My model will include these variables: \[ x_2 = \begin{cases}1 &\text{ if car } i \text{ has 6 cylinders} \cr 0 &\text{ otherwise }\end{cases} \quad \quad x_3 = \begin{cases}1 &\text{ if car } i \text{ has 8 cylinders} \cr 0 &\text{ otherwise }\end{cases} \]

In this particular case regression coefficients are given by this estimate: \[ \hat{\vec{\beta}} = \begin{bmatrix}\bar{y}_1 \cr \bar{y}_2 \end{bmatrix} \]
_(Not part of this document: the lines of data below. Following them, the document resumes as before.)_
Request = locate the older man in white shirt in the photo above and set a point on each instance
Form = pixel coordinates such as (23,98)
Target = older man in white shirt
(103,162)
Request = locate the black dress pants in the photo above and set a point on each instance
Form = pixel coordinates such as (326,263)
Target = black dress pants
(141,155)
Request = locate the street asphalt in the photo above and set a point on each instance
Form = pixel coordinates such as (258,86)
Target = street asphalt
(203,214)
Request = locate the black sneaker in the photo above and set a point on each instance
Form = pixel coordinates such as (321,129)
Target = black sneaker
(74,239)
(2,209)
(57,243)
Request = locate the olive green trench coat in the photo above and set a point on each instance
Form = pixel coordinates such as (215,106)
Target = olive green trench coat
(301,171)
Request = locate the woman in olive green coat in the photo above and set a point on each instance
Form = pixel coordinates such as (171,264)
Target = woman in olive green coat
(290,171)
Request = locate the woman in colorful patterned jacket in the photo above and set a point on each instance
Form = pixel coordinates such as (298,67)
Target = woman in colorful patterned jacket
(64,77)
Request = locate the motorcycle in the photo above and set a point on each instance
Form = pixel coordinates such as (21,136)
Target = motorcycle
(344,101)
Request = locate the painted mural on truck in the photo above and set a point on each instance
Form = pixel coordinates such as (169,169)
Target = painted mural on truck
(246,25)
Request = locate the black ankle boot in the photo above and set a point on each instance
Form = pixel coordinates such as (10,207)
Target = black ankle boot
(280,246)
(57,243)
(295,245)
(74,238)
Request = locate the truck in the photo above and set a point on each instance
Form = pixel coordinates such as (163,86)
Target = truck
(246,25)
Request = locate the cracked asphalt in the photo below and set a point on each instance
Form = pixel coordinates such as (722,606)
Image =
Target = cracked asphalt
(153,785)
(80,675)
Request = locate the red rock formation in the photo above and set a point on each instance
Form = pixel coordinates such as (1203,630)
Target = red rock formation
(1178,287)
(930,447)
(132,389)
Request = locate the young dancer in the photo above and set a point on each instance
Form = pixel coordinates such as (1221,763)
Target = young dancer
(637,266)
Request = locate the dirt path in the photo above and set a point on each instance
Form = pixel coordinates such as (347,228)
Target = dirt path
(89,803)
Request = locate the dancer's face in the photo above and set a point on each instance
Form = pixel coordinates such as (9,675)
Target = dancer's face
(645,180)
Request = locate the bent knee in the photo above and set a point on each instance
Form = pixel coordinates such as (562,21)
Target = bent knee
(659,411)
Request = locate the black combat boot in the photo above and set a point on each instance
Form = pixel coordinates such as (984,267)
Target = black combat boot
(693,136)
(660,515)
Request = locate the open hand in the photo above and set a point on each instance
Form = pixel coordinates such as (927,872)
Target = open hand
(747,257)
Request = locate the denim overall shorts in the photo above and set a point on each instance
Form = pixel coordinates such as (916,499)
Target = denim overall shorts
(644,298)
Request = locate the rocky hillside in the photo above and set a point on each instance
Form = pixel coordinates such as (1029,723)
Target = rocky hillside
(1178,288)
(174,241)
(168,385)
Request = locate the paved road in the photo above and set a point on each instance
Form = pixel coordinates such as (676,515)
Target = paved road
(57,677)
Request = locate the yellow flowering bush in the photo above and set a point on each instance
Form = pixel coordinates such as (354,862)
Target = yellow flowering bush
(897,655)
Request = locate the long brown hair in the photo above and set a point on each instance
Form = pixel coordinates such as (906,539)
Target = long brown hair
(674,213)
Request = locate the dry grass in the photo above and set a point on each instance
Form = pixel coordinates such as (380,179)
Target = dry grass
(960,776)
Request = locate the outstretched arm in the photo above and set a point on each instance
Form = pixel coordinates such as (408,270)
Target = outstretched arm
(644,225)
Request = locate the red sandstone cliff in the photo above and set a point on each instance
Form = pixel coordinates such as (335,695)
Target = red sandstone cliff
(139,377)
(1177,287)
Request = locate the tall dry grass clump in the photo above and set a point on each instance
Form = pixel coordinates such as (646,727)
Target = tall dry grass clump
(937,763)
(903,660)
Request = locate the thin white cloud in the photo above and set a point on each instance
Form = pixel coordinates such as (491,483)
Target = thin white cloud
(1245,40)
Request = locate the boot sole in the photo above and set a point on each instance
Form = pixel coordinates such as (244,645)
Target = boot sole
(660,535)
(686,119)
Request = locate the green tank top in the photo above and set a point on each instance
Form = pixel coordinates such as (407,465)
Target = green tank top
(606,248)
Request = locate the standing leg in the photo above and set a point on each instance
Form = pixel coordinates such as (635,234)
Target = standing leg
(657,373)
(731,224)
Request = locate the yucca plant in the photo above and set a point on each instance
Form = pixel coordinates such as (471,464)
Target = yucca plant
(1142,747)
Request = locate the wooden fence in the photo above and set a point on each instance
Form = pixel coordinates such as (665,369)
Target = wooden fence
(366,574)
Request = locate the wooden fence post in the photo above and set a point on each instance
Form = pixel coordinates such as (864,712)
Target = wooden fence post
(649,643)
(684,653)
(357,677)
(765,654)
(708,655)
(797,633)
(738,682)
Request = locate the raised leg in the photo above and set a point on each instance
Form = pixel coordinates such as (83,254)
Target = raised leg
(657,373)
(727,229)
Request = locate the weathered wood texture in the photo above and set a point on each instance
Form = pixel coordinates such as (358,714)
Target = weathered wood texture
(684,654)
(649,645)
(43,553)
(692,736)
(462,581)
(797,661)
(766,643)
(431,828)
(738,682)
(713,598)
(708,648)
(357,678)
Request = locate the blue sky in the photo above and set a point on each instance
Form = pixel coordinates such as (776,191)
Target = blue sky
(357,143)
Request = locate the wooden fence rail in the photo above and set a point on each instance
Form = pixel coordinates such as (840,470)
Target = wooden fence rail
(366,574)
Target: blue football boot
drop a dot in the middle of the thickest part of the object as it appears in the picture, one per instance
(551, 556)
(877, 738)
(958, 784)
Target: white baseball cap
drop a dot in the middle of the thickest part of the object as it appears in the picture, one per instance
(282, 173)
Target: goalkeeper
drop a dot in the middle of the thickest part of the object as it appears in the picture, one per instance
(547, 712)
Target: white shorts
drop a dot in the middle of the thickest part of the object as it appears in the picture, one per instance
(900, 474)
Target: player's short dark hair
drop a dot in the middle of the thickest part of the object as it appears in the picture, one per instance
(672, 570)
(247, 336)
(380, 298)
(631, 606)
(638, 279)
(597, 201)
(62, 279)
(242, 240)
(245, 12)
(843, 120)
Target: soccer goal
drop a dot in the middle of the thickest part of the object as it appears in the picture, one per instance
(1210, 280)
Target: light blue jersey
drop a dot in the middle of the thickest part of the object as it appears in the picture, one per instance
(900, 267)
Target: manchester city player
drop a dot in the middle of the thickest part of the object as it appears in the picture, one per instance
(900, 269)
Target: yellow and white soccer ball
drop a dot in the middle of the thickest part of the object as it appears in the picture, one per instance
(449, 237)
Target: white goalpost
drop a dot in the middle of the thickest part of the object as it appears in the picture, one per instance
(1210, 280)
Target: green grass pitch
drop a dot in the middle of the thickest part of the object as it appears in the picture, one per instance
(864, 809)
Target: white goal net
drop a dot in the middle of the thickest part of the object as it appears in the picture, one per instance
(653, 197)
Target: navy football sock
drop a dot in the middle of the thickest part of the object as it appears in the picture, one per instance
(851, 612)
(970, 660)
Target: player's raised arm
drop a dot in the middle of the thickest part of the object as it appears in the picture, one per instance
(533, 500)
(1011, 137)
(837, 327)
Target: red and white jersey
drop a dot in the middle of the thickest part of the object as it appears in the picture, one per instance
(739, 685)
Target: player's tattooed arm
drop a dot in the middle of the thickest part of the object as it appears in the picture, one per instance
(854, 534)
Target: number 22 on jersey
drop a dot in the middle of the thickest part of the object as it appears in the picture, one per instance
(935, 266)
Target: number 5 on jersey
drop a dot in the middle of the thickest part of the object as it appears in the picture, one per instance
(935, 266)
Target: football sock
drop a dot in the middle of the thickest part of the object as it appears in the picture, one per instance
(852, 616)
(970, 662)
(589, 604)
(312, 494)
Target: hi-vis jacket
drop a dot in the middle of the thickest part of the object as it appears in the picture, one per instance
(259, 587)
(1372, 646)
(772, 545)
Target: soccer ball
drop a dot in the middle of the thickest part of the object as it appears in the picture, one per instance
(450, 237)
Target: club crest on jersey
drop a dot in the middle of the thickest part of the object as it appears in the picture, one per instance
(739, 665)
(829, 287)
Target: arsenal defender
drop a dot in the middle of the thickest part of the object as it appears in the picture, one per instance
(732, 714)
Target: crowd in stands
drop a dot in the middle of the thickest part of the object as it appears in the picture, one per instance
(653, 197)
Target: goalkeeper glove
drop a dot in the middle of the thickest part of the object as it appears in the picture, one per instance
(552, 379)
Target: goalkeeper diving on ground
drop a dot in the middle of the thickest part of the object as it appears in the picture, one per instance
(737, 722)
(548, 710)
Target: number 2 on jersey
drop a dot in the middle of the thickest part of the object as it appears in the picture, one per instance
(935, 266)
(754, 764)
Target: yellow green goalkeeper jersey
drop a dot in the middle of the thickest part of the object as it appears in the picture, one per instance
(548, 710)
But R has a command called `as.factor()`

that is useful in these cases and also can save you some lines of code in other cases:

```
fit2 <- lm(mpg ~ as.factor(cyl), data = mtcars)
summary(fit2)
```

```
Call:
lm(formula = mpg ~ as.factor(cyl), data = mtcars)
Residuals:
Min 1Q Median 3Q Max
-5.2636 -1.8357 0.0286 1.3893 7.2364
Coefficients:
Estimate Std. Error t value Pr(>|t|)
(Intercept) 26.6636 0.9718 27.437 < 2e-16 ***
as.factor(cyl)6 -6.9208 1.5583 -4.441 0.000119 ***
as.factor(cyl)8 -11.5636 1.2986 -8.905 8.57e-10 ***
---
Signif. codes: 0 '***' 0.001 '**' 0.01 '*' 0.05 '.' 0.1 ' ' 1
Residual standard error: 3.223 on 29 degrees of freedom
Multiple R-squared: 0.7325, Adjusted R-squared: 0.714
F-statistic: 39.7 on 2 and 29 DF, p-value: 4.979e-09
```

The `aov`

version of this is:

```
fit3 <- aov(mpg ~ as.factor(cyl), data = mtcars)
TukeyHSD(fit3)
```

```
Tukey multiple comparisons of means
95% family-wise confidence level
Fit: aov(formula = mpg ~ as.factor(cyl), data = mtcars)
$`as.factor(cyl)`
diff lwr upr p adj
6-4 -6.920779 -10.769350 -3.0722086 0.0003424
8-4 -11.563636 -14.770779 -8.3564942 0.0000000
8-6 -4.642857 -8.327583 -0.9581313 0.0112287
```

As I said many times in this entry, ANOVA is linear regression. Interpreting the coefficients is up to you.